I’m reading and enjoying Phyllis Schieber’s The Manicurist. One of the novel’s characters, Ursula, reminds me of my mother. Like Ursula, my mother was mentally ill, and suffered major depressive episodes, dipping into psychosis at times, if not outright bi-polarity. Both Ursula and my mother were stunningly beautiful and neither was institutionalized because their husbands prevented that from happening. In my mother’s case, my father refused to have my mother separated from my sister and me, since she only suffered from her “nerve disease” (as her condition was called in the 1950s in Israel) in winter time. In the summer, my mother thrived. In these happier times, she became a mother who cared for her daughters and was always over-protective of me.
Ursula’s daughter, Tessa, could not come to terms with her haunting memories of her mother’s illness—at least not in the parts of the book I have completed. I, however, was able to make peace with most of my own recurring memories. Unlike Ursula, my mother did not abandon me. Still, there are names my mother called me and harsh things she told me that have been harder to process and have had a lasting effect on my own mental disposition.
When I was a child, and then a teenager and a grownup, my mother repeatedly told me that she would have committed suicide were it not for my sister and me. I do not know if she chose life because we were rays of hope in her existence, or because she felt responsible for us as the mother of two young girls. One way or the other, I was glad she stayed alive, although I admit it is sometimes hard to think that she might have lived in misery for our sake.
I have powerful childhood memories of her illness. The most distressing is an episode that happened in the winter of 1950, when I was six. It was an experience I fully describe in my memoir War Widow. I was standing alone on the balcony of my aunt’s apartment, watching through a glass door as my mother started to undress; her bare breast and back completely revealed. Her sisters yelled at her to do stop, their husbands being present, too. But appearing as if she was in a trance, her big green eyes like that of a stranger, she did not stop. My father, himself looking distraught, tried to stop her, grabbing her hands. But she fought him off. It was then that, sobbing, he began hitting her naked back with both his hands, trying to get her out of her spell. She quickly came back to her senses.

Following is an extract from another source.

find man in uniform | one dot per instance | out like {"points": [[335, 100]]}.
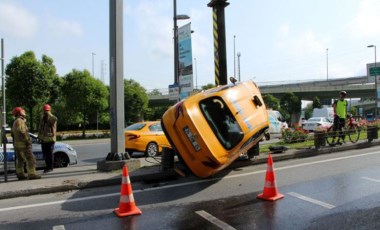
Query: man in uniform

I remember my terror and the sense of sorrow I felt for my father, coupled with a keen sense of understanding that I should stay on the terrace. I knew enough not to cry or be heard, and I understood that no one inside that room could pay attention to me, no matter how frightened I was. I knew I had to protect myself using an imagined shield I’d created long ago to help me cope.
But did I think it was my fault that my mother suddenly turned into that unrecognizable wild woman and my temperate father morphed into a seemingly violent man? Did I feel helpless because there was nothing I could do to help my parents? The answers to these questions I do not have. What I am certain of is the compassion I feel for my mother and her memory.
When she was in good health, I felt secure with her and loved. When she was well, she was the mother who put me first, who fought to place me in a better grammar school and who went to school to defend me when necessary. She made me the most beautiful Purim costumes (Purim is a Jewish holiday that commemorates the rescue of the Jewish people in ancient Persia). Many of her costumes won first prizes in school. She was the mother who took me to buy my first bra, even though at fourteen I did not need one yet. She thought it was still important because she said she wanted me to have pretty breasts when I grew into a woman. She was the mother who took me to the dermatologist to prevent acne and to the gynecologist when my menstruation was unsteady. She was the mother who made sure that my sister and I wore the finest clothes and that we ate the best foods that our family could afford. And, in her good moods, she made me laugh with her humorous stories about her shtetl’s colorful characters, such as Motke the ganef (thief), Tzipe the pleplerke (babbler), Moishe the Kailiker (handicapped) Yankel the hoiker (hunchback), and Leib the rizikant (gambler).
These memories, good and bad, stay with me on Mother’s Day and always.